# 1/700 USS Arizona BB-39



## paulhelfrich (May 11, 2009)

This is the Mini-Hobby Models 1/700 kit of the USS Arizona. The ship is meant to be in her December 7, 1941 appearance. I used the Tom's Modelworks detail set and additional railings from Tom's as well. One flaw of the kit that I did not correct is the shielding on the #2 deck; some of it is correct (around the 5" guns) but some of it should be replaced with railing. Having butchered this kit many times in the past, I just didn't feel like chopping away at it, so I left that part alone. 

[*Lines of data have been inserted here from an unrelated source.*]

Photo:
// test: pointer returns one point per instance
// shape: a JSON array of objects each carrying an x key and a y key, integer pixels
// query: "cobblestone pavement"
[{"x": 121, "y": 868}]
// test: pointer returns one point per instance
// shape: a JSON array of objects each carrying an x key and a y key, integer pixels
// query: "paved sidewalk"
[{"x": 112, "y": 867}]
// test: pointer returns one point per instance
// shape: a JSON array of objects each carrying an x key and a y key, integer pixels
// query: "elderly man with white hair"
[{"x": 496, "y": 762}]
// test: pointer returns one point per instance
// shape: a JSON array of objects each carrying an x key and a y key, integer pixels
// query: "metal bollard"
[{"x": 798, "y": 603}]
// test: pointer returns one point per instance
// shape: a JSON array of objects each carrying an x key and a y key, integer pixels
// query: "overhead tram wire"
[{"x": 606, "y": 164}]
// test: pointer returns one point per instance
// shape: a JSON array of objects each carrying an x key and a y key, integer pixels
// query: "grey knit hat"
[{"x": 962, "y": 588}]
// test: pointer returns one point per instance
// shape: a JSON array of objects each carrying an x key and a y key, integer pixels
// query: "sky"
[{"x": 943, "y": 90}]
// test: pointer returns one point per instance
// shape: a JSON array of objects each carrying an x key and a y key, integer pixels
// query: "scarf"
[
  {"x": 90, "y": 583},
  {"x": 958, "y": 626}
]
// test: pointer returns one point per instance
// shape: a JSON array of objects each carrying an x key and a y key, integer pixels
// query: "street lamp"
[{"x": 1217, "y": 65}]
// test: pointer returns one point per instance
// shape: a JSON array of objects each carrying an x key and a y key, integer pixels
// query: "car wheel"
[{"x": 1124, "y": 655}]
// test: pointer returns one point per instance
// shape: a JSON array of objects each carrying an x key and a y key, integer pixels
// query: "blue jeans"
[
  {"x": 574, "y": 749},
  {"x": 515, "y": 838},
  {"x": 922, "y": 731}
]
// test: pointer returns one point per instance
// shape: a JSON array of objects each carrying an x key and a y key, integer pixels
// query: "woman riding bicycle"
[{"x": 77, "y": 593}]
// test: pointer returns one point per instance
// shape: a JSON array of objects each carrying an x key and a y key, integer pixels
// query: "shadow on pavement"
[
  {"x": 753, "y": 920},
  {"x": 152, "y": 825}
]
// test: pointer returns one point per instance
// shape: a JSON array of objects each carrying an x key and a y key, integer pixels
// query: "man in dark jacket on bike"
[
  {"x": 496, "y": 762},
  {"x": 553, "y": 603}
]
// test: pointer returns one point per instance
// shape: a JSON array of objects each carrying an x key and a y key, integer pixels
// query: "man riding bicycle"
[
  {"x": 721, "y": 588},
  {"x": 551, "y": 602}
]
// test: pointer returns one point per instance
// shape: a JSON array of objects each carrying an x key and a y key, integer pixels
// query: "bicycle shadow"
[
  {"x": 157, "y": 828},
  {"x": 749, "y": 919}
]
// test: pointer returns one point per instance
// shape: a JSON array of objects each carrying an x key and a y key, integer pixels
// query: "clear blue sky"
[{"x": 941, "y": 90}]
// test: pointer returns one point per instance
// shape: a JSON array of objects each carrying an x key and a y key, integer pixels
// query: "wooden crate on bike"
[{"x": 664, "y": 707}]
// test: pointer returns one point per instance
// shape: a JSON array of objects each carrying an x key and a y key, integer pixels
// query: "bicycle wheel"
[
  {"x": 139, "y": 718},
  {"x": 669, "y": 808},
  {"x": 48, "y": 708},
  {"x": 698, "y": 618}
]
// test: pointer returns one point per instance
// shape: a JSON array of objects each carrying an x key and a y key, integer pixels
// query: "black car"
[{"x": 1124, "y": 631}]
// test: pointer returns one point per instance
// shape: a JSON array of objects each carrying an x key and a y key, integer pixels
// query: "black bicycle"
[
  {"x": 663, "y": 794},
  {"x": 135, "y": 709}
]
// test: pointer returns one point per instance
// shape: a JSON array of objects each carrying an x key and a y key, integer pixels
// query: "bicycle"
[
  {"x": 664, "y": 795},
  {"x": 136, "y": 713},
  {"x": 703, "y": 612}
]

One of my next builds will be the Dragon USS Pennsylvania in her 1944 fit; the two ships will display nicely together.


----------



## surfsup (Apr 19, 2009)

Very nice work Paul. I built the dragon Kit last Year which is on here somewhere so I would be interestd to know if you some Fit issues with this kit like I did with the Dragon one...Cheers mark:wave:


----------



## paulhelfrich (May 11, 2009)

Thanks Mark! Yes, the kit had a few fit issues - the worse was the #2 deck. Like the old Revell Arizona (which I think this kit was based on) it's got the top half of the scuttles that are in line with the casemate guns. But when it doesn't fit properly, they don't meet the lower half, and you have these unsightly gaps. I did my best to fill them in with putty.


----------